Health-Related Costs
The model evaluated formal health care (medical), informal care, and productivity costs for CVD (CHD and stroke) and type 2 diabetes mellitus, referred to collectively as health-related costs (Text I in the online-only Data Supplement). CVD medical and productivity costs per person per year were derived from an Research Triangle Institute report,27 and CVD informal care (ie, unpaid caregiving) costs were estimated by using published data.28,29 CVD productivity costs, which included workplace, home, and leisure time productivity losses, were divided into morbidity (living with diseases) and mortality costs (premature deaths). Medical and productivity costs for diagnosed and undiagnosed type 2 diabetes mellitus, and informal care costs for diagnosed type 2 diabetes mellitus, were derived from published sources.30–32 All cost inputs were stratified by age and sex, with the exception of informal care costs. CVD costs were additionally stratified by race (Table IV in the online-only Data Supplement).
Statistical Analyses
Cost-Effectiveness Analyses
In accordance with recommendations from the US Second Panel on Cost-Effectiveness in Health and Medicine,33 we conducted analyses from 2 perspectives. This included a (1) healthcare perspective incorporating policy costs and medical costs and (2) societal perspective further incorporating informal care costs and productivity costs. All costs were inflated to 2017 US dollars using the Consumer Price Index, and all costs and QALYs were discounted at 3% annually. Net costs were calculated as policy costs minus health-related costs from cardiometabolic diseases. Incremental cost-effectiveness ratios were calculated as the net change in costs divided by the net change in QALYs.

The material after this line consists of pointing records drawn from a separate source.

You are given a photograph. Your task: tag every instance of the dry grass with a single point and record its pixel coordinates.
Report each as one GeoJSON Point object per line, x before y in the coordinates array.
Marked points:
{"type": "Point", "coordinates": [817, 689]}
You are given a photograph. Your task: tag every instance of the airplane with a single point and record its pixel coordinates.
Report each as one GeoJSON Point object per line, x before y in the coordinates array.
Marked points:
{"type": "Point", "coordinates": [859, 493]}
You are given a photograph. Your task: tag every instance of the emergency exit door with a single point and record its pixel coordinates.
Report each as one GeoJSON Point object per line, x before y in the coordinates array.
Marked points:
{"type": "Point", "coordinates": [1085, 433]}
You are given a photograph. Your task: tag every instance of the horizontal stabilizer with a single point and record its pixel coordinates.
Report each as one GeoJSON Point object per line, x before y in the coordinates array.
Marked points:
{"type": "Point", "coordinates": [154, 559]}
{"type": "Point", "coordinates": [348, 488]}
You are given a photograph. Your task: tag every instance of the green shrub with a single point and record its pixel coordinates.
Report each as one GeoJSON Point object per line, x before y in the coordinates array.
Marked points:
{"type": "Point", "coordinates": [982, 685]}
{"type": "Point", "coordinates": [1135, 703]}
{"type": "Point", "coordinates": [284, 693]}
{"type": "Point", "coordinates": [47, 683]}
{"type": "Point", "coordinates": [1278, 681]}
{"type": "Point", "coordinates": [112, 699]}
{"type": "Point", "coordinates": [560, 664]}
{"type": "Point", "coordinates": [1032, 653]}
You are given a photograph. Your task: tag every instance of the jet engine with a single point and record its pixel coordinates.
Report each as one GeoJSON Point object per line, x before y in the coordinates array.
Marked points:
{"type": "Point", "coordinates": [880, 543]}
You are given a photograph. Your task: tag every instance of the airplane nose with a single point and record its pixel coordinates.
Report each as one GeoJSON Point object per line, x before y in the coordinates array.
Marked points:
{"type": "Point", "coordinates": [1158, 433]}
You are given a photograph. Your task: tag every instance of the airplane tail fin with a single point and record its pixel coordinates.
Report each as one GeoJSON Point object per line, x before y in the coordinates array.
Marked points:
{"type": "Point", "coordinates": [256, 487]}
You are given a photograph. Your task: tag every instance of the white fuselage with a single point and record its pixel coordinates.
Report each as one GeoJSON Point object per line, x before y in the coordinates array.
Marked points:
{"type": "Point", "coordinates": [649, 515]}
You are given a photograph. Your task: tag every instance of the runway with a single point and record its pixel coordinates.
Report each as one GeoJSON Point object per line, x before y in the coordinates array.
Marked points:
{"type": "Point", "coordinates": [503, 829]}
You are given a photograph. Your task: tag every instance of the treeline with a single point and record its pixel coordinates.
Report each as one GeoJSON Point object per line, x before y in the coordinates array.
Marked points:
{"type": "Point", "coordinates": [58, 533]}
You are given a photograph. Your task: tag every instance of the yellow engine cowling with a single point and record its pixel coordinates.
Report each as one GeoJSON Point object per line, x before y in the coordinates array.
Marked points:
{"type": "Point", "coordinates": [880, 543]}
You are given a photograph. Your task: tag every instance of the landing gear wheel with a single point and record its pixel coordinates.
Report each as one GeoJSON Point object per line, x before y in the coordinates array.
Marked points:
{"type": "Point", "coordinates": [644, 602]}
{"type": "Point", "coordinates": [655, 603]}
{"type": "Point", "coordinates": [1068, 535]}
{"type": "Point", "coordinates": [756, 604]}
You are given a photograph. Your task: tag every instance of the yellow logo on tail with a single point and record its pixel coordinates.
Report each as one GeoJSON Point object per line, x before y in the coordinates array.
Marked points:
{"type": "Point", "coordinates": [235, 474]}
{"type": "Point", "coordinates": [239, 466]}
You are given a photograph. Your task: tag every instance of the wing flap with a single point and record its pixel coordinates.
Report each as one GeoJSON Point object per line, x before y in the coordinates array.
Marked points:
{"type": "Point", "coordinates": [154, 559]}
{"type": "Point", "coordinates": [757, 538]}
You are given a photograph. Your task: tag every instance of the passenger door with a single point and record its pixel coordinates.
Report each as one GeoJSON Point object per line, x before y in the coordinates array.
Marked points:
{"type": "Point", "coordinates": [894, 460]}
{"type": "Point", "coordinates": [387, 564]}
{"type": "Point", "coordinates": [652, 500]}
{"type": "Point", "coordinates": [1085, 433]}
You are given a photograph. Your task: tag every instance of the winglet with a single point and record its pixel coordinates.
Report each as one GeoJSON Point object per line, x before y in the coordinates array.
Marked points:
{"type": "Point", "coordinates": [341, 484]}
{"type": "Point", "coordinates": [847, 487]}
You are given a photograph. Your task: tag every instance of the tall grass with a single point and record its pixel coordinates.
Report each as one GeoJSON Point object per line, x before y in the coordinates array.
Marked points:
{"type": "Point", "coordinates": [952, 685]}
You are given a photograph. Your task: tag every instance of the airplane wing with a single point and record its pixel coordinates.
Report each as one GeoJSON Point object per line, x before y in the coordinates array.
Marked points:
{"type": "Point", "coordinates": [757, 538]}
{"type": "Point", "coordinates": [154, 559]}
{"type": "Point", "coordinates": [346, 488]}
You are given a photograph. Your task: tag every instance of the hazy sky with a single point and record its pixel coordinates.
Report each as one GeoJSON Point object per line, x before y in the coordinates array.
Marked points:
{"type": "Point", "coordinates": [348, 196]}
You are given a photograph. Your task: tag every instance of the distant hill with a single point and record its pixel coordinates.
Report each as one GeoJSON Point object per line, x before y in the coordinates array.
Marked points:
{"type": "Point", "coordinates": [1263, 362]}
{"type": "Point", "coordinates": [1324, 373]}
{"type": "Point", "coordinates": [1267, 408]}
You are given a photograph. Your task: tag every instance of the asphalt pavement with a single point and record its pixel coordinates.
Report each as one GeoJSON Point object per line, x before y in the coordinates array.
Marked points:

Net monetary benefit was calculated by summing net costs (or savings, if negative), and further adding a monetary value of QALYs gained based on a willingness-to-pay threshold per QALY. For this calculation, we assumed a willingness-to-pay threshold of $100 000 per QALY and allowed it to vary in sensitivity analysis, consistent with American Heart Association/American College of Cardiology and Second US Panel recommendations.33,34
Sensitivity and Uncertainty Analyses
We used probabilistic sensitivity analysis via a second-order Monte Carlo approach that allowed the individual heterogeneity and estimated uncertainty of model parameters to be propagated to the outputs.35 The sources of uncertainty considered included the NHANES sampling design (sampling error of baseline added sugar intake, BMI, and prevalent type 2 diabetes mellitus), the sampling error of the relative risks; the time lag between dietary intake change and change in disease risks; the uncertainty of mortality forecasts; the uncertainty around the true incidence of CHD and stroke; the uncertainty of policy effects; and the uncertainty of costs (Text I in the online-only Data Supplement). We summarized the output distributions by reporting the medians and 95% uncertainty intervals. We also plotted the annual probability that a scenario is cost saving over the simulation period. Discount rate and willingness-to-pay values were included in one-way sensitivity analyses and allowed to vary in steps between 0% and 9% and $50 000 and $150 000, respectively. To identify the threshold percentage change in added sugar intake that would render the policy cost-effective and cost saving, we performed additional one-way sensitivity analyses on the overall policy effect size of the sugar label+reformulation scenario, and allowed it to vary in steps between 0.5% and 6%.
Results
Population Characteristics and Added Sugar Intake
Among packaged products, baseline mean added sugar intake was 60.6 g/day (59.9–61.2) and corresponding median intake was 37.3 g/day (36.7–37.8; Figure III in the online-only Data Supplement). Over 20 years without any new intervention, median added sugar intake was projected to decrease by 5.8 g/day (5.3–6.2; Figure III in the online-only Data Supplement). Conservatively accounting for those declining underlying trends, the sugar label scenario would reduce median added sugar intake by an additional 2.1 g/day (1.4–2.9), whereas the sugar label+reformulation scenario would reduce median added sugar intake by an additional 4.8 g/day (3.9–5.6).
Health Outcomes
Over 20 years, the sugar label scenario was estimated to prevent or postpone 354 400 new CVD cases (167 000–673 500), including 27 830 CVD deaths (9277–51 950); and 599 300 new type 2 diabetes mellitus cases (302 400–957 400) and 16 700 type 2 diabetes mellitus–related deaths (3711–37 110); overall gaining 727 000 discounted QALYs (401 300–1 138 000; Table, Figure IV in the online-only Data Supplement). Adding industry reformulation, health gains would be twice as large, preventing 708 800 CVD cases (369 200–1 252 000), 50 100 CVD deaths (24 030–87 300), 1 184 000 type 2 diabetes mellitus cases (666 000–1 703 000), and 31 540 type 2 diabetes mellitus–related deaths (9277–61 230); overall, gaining 1.3 million QALYs (0.8–1.9).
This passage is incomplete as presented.